Fri, Jul 26, 2013 - Page 10 News List

The Vinyl Word

By Marcus Aurelius  /  Contributing reporter

The hi-top fade may get SmithAgentSmith noticed, but it’s the music that pulls them in.

Photo Courtesy of Derek Putlak

In the mid to late-1980s, hi-top fades were found on the tops of many superstars’ heads. Big Daddy Kane had one to go with his four finger rings. Dominique Wilkins used to blow fans’ minds doing windmill dunks for the Atlanta Hawks with his. The most famous hi-top fade, though, belonged to Kid from the rap group Kid ‘n Play, who also starred in the House Party movies.

Fashion always comes full circle and hi-top fades are back in with hip-hoppers and hoopsters nowadays. SmithAgentSmith (real name Darren J. Smith) — who has been popping in and out of Taiwan quite a lot recently and plays tonight with an instrumentalist at OTS Phoenix — has been rocking the hi-top fade for a few years.

“It’s interesting because everyone thinks I love the attention, but it’s obvious that I am doing it for my career and image,” said SmithAgentSmith in an e-mail interview with the Taipei Times. “I do think it’s kind of cool having this talking point attached to my [head], but it gets old fast. Some people hang out with me for five minutes and are shocked with all of the stupid shit people say.”

Another surprising fact about SmithAgentSmith is that he didn’t love getting behind the decks at first. “I started deejaying years ago, but initially I hated it,” he said. “At the time, I wanted to play songs like Bobby Brown’s My Prerogative, Boys II Men’s Motownphilly, Musiq Soulchild’s Just Friends, but clubs wanted me to play the new Britney Spears’ tracks. As a bit of a music snob, I couldn’t find a happy medium with what they wanted and what I wanted.”
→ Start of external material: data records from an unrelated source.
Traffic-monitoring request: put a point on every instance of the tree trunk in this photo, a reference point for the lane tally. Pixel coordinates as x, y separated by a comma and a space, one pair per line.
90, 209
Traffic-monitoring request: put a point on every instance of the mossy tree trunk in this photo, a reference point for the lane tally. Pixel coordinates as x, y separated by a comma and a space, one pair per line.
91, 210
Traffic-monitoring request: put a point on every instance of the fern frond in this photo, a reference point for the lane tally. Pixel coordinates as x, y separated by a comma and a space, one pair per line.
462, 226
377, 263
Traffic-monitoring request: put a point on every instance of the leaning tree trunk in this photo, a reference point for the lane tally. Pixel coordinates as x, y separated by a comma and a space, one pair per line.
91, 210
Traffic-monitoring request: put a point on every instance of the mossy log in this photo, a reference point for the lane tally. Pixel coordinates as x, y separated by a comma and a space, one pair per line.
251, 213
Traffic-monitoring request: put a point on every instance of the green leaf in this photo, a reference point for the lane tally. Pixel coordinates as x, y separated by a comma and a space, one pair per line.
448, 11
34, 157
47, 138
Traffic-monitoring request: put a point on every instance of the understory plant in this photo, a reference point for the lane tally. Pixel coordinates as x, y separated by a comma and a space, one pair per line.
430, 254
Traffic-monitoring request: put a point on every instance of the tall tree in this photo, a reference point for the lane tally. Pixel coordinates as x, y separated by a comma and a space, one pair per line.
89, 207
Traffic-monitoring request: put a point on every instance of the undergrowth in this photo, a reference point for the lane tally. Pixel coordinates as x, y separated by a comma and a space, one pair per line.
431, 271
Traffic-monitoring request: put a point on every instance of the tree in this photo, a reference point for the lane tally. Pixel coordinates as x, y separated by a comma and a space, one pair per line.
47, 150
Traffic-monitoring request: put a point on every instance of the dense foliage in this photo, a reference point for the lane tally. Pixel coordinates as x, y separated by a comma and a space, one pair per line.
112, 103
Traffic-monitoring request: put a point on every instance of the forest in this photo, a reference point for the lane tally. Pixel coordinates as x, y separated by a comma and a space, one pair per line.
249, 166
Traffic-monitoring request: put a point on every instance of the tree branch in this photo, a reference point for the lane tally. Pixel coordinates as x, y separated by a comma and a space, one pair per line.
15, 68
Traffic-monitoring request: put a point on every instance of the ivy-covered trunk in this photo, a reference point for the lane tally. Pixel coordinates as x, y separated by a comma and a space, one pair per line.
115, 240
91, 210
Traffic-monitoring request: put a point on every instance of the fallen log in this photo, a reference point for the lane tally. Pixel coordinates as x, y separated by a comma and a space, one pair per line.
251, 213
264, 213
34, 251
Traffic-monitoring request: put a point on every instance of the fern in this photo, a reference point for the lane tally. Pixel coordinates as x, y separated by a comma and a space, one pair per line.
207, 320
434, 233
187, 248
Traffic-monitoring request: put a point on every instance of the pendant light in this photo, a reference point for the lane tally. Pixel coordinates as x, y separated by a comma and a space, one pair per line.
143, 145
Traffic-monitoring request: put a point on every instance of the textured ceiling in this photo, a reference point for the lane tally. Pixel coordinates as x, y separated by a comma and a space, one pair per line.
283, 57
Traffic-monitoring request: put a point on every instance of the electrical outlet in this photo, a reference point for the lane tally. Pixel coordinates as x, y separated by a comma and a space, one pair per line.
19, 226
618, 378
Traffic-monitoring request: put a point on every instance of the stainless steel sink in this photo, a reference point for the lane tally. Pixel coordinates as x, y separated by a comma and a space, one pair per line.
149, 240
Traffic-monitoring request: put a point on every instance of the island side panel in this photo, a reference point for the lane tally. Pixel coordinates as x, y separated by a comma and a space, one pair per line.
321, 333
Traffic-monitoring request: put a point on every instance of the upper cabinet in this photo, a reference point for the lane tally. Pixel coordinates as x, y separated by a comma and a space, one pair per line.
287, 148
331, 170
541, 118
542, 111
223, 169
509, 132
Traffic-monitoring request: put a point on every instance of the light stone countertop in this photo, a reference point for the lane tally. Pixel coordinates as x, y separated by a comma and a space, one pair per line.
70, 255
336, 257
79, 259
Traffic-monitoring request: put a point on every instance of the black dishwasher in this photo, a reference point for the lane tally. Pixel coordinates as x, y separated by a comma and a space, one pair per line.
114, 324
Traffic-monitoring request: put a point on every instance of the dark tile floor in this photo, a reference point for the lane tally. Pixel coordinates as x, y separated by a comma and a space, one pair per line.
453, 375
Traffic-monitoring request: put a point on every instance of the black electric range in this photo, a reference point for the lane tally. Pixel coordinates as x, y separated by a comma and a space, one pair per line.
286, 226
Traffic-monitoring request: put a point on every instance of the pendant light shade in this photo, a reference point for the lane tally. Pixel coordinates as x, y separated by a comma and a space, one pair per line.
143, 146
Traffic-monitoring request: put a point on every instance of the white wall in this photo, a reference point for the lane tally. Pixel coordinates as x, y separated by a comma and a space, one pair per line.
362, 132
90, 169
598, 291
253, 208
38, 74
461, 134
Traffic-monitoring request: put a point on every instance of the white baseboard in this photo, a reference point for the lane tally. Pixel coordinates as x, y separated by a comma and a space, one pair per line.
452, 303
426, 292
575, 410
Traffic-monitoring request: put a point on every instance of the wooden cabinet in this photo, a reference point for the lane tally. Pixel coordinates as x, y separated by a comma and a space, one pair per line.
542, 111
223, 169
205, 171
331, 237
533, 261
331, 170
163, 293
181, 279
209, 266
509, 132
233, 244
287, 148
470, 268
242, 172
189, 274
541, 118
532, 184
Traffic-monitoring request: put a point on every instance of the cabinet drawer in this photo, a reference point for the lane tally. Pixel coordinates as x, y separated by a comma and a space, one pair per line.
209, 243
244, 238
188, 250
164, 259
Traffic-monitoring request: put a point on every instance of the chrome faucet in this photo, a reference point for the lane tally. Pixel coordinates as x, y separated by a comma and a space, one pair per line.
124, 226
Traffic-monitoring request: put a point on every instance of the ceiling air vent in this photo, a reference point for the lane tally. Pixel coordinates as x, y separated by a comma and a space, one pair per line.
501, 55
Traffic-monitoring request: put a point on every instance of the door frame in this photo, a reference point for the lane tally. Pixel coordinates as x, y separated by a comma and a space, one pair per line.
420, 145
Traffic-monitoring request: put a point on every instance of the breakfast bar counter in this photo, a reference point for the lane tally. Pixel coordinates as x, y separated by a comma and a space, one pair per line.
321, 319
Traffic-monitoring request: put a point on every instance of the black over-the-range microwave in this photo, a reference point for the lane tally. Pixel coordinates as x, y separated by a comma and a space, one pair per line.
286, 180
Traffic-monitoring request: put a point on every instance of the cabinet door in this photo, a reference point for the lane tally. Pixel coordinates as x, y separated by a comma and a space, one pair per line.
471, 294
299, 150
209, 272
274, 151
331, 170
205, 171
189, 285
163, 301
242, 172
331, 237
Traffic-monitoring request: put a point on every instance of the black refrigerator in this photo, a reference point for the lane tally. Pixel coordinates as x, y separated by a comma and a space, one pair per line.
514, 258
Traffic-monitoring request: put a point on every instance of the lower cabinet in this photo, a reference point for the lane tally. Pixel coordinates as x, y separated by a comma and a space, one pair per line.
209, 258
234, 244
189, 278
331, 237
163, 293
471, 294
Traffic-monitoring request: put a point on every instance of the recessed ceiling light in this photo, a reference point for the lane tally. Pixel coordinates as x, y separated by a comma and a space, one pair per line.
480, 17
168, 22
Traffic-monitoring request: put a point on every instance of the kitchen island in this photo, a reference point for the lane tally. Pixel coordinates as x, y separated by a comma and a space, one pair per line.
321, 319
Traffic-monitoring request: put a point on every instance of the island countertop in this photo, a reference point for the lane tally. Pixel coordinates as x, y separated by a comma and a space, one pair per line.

SmithAgentSmith longed to show his virtuosity on the turntables, but it took something new to get his love back. “I couldn’t figure out how to make Serato Scratch Live creative,” he said. “I felt like no matter what, the limitations of the turntable were only going to allow me to play things that were already created. I literally quit deejaying because of this until I came across Ableton Live. When I got Ableton, I became really excited and spent about four months playing with it and figuring out how I could deejay with it.”

Now, SmithAgentSmith calls himself a controllerist, since he uses an Akai APC40 and a laptop to play his live sets. “At this point, the term deejay or turntablist would be a bit disingenuous to what I do. I even have trouble saying that I’m spinning at a certain place because my buttons don’t spin,” he said.

SmithAgentSmith’s fondness for Ableton Live has even made him enjoy what other DJs refer to as their Kyrptonite: requests. “Usually, people request songs you are already going to play anyways,” he said. “My philosophy is if someone asks for a song, they probably already discussed it with their friends so you have a crew of people looking forward to hearing this one song that you’re going to play anyways. It is my job to give them what they want, with my own flavor, of course.”

Taipei may be seeing a lot more of SmithAgentSmith very soon because he has made a lot of friends here and is thinking about relocating. “I’d like to make Taipei my home base soon because I think it is an amazing place with kindhearted people and the location is perfect to travel around Asia,” he said. “I really could see it as a place to live for a long time.”

■ SmithAgentSmith performs tonight at OTS Phoenix from 10pm to 4am, 2F, 297, Zhongxiao E Rd Sec 5, Taipei City (台北市忠孝東路五段297號2樓). Admission is NT$400 for ladies and NT$600 for men and includes two drinks.